— Заходи!

Отец торжественно ввел меня в столовую и, хотя в квартире было еще светло, зажег верхний свет.

— Ну и ну… — пробормотал я.

На полу лежали — по колено отцу — четыре охапки цветов.

Розы, гвоздики, тюльпаны, герберы, ветки белой сирени, ирисы, гиацинты, фрезии.

Сестры и санитарки на этот раз превзошли самих себя.

— Ну и ну… — повторил я. — И это называется «немного» цветов?

— Скажу тебе честно: такого количества я не ожидал. Они совсем с ума посходили! — Отец смотрел на меня, смущенный и гордый. — Кстати, чувствуешь себя, как на собственных похоронах. Вот тебе! Награда за выслугу лет!

— Перестань, пап. — Запах горелого, несколько часов назад витавший в квартире, уже полностью уступил место душному сладковатому аромату — так пахнут цветы в костелах. — Скажи, что ты хочешь с ними сделать?

— Я подумал… — отец на мгновенье умолк и закончил вдруг странно изменившимся голосом: — Я подумал, может, ты отвезешь это все на могилу матери.

Я кивнул.

Мы молчали.

Первым нарушил молчание отец.

— Через два часа будет уже темно. Надо поспешить, если хочешь успеть.

— Успею, — я посмотрел на часы. — Не знаю только, заберу ли я за раз такую уйму.

— Заберешь. Это уж моя забота.

Из стенного шкафа в коридоре отец достал чистую белую простыню. Развернул ее, встряхнул и расстелил на полу рядом с цветами.

— Оставь на минутку меня одного, — попросил он.

Мне сразу вспомнилось всё: сборы матери в санаторий, нервная предотъездная суета, хлопанье дверок шкафа, гора одежды на полу, пустой чемодан, в который невозможно всю эту гору вместить, спокойствие и уверенность, с которыми отец приступал к укладыванию.

— Позови меня, когда закончишь, — сказал я.

Вышел и закрыл за собой дверь.

Мамина комната, моя бывшая комната, где когда-то возились на полу десять малышей и где я каждый день, откинув деревянную доску, ставил на нее пишущую машинку, чтобы наконец сесть и приняться за работу над книгой, которую все еще не мог даже начать.

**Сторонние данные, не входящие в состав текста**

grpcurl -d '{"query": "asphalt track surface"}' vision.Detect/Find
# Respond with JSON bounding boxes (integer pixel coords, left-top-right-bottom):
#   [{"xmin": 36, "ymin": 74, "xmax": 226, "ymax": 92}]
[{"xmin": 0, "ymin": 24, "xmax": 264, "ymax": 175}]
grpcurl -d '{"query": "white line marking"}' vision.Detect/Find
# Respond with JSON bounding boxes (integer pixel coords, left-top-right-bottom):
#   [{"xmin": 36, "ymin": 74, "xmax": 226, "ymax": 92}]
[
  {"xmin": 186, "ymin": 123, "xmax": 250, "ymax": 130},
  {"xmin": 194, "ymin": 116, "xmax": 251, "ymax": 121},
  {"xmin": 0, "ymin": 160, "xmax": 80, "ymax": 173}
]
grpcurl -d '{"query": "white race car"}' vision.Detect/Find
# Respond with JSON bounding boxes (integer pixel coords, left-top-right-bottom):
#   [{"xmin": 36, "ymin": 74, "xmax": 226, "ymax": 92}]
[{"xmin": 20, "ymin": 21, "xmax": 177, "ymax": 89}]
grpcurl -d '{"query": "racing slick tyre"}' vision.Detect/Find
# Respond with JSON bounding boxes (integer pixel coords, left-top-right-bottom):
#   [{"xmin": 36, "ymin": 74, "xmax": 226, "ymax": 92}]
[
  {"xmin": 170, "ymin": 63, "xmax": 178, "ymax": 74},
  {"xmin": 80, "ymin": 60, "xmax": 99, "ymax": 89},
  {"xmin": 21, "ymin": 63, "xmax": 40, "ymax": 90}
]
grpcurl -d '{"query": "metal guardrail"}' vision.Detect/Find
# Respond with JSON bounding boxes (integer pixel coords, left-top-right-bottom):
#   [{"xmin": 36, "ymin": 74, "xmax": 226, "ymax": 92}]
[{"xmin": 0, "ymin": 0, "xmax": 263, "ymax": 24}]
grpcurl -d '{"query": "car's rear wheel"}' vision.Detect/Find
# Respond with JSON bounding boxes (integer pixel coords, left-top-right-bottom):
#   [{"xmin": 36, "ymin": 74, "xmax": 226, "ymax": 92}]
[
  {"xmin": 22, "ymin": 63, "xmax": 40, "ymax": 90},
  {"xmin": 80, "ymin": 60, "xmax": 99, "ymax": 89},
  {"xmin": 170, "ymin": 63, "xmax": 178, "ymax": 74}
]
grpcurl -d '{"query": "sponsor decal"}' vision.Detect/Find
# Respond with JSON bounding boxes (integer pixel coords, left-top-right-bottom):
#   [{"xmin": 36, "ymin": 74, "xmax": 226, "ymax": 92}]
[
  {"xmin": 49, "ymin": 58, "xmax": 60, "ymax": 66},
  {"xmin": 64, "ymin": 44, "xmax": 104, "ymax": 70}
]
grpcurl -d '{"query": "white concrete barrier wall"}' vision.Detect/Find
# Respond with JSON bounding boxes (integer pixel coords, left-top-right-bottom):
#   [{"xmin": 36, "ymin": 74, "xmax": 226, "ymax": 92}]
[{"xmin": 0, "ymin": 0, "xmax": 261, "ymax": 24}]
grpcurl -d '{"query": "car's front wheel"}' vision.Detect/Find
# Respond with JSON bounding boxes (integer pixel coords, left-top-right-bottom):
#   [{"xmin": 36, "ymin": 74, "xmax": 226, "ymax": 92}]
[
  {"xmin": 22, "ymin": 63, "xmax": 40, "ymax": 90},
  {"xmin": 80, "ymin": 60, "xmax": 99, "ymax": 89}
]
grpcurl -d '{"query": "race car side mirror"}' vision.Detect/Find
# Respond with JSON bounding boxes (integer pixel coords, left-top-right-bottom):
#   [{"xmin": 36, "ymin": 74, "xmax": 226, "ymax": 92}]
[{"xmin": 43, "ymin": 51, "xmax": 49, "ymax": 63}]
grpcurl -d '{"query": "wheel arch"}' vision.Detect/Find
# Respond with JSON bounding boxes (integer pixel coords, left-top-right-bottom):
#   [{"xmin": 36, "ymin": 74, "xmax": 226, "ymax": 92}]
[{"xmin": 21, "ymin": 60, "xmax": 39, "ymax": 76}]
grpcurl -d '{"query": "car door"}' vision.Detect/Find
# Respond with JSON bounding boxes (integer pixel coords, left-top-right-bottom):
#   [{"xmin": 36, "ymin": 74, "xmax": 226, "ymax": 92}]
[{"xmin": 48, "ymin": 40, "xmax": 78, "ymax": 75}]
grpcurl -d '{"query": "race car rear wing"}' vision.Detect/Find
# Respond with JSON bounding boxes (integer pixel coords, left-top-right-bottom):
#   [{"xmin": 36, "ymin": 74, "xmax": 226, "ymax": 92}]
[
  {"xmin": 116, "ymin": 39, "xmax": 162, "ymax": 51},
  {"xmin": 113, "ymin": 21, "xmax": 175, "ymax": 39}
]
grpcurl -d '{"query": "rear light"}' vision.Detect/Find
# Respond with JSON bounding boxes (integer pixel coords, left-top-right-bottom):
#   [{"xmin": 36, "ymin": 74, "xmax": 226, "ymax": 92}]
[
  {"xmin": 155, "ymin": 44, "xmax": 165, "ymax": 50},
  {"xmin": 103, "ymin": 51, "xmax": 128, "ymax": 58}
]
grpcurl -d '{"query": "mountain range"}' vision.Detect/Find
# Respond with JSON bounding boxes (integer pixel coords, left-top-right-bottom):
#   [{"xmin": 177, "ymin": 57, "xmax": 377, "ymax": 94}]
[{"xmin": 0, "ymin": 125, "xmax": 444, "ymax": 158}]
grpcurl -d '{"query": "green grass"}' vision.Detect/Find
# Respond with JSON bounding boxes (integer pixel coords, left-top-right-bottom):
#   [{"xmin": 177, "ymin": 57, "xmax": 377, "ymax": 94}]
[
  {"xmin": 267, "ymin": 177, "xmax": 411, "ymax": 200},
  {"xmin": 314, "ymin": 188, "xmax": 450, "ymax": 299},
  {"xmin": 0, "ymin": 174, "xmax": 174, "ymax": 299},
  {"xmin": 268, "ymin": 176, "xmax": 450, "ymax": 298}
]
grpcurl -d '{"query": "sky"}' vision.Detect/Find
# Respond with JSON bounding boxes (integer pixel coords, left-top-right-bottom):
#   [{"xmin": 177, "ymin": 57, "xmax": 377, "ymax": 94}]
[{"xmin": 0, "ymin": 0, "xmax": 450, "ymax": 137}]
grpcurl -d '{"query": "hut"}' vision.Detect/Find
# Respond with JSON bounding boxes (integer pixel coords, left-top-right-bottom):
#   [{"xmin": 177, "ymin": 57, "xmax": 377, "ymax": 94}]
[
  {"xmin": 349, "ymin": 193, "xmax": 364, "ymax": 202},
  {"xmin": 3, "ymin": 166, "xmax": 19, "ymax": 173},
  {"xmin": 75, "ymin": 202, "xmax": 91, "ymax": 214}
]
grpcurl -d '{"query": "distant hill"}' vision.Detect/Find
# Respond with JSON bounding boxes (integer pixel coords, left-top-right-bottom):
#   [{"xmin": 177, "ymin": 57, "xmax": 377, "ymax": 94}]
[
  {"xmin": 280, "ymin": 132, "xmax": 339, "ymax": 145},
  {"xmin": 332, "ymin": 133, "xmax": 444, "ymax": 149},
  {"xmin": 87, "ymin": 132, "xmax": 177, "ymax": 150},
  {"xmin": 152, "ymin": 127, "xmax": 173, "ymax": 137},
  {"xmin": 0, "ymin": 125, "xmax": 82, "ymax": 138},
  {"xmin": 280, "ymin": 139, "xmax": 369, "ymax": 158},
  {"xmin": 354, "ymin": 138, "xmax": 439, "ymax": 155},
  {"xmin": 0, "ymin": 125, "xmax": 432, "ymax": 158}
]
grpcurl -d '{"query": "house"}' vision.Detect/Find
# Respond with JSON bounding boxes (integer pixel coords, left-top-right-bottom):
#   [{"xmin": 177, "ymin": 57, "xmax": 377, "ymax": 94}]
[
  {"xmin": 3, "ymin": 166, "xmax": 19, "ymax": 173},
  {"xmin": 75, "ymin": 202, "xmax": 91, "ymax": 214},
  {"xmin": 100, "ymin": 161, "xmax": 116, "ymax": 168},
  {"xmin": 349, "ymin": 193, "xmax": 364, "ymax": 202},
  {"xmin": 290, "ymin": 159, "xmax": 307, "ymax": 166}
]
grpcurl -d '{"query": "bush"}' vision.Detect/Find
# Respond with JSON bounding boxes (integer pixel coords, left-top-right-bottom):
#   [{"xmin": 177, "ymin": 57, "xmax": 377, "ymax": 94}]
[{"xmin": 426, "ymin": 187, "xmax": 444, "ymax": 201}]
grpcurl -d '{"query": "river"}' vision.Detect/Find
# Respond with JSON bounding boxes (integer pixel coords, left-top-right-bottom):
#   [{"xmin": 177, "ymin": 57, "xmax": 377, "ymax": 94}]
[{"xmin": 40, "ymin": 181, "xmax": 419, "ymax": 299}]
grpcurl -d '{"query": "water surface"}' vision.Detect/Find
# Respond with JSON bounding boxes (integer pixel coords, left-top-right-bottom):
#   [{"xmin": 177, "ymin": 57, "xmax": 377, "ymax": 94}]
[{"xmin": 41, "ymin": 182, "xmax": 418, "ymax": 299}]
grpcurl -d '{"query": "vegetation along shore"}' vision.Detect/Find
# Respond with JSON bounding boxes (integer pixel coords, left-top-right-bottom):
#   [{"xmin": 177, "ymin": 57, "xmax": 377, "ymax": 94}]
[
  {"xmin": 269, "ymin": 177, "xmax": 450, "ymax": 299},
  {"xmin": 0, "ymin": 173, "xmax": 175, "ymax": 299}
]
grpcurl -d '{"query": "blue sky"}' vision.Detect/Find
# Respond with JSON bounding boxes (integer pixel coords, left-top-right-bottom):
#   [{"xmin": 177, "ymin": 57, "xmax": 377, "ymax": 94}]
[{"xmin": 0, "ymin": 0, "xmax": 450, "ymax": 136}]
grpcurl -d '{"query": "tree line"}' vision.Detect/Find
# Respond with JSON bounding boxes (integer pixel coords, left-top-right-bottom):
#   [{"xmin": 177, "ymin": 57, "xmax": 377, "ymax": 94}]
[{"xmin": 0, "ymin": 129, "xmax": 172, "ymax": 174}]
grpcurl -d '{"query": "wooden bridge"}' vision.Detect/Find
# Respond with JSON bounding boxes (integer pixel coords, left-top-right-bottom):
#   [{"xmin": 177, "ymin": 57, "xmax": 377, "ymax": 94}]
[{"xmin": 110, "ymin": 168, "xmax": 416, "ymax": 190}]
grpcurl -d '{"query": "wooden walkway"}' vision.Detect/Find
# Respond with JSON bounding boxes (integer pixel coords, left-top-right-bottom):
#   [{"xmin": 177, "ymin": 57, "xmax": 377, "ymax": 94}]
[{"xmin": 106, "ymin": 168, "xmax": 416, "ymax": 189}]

Вешая на стену в своей комнате все, что ей только хотелось повесить: картины, фотографии, вывеску дедушкиной аптеки, ринграф, фарфоровые тарелочки, панно, засушенные цветы, гравюру на дереве, алебастрового ангелочка, — мать пользовалась тяжелым сапожным молотком, которым можно было не только забивать, но и вытаскивать из стены гвозди.

Я помогал ей, хотя терпения мне хватало ненадолго. Держа над головой в одной руке китайский веер, а в другой — гипсовую маску Нефертити, я медленно, сантиметр за сантиметром, передвигал по стене оба предмета, а мать от дверей возбужденно командовала:

— Выше! — кричала она. — Выше! Слышишь? Еще выше! Правее! Правее, я сказала. Не знаешь, где у тебя правая рука? Хватит! Погоди. Влево! Выше! Ниже! Стоп!

При слове «стоп» я замирал, широко раскинутые руки немели от напряжения, я ждал, пока мать подойдет ко мне, отметит на стене надлежащее место для маски и веера, а затем начнет вбивать гвозди молотком, который своею формой пробуждал во мне страх: отлитая из металла рукоятка книзу сужалась, сплющивалась и искривлялась, как бессильная ножка ребенка, пораженного детским параличом.

Стена в комнате матери, твердая бетонная стена, принимающая только стальные гвозди, которые покупались в торговых павильонах на Крулевской, была площадкой для бесконечных творческих экспериментов, за которыми отец наблюдал, храня красноречивое молчание. Любые перемены в комнате казались ему ненужными; мать жила с ощущением необходимости перемен.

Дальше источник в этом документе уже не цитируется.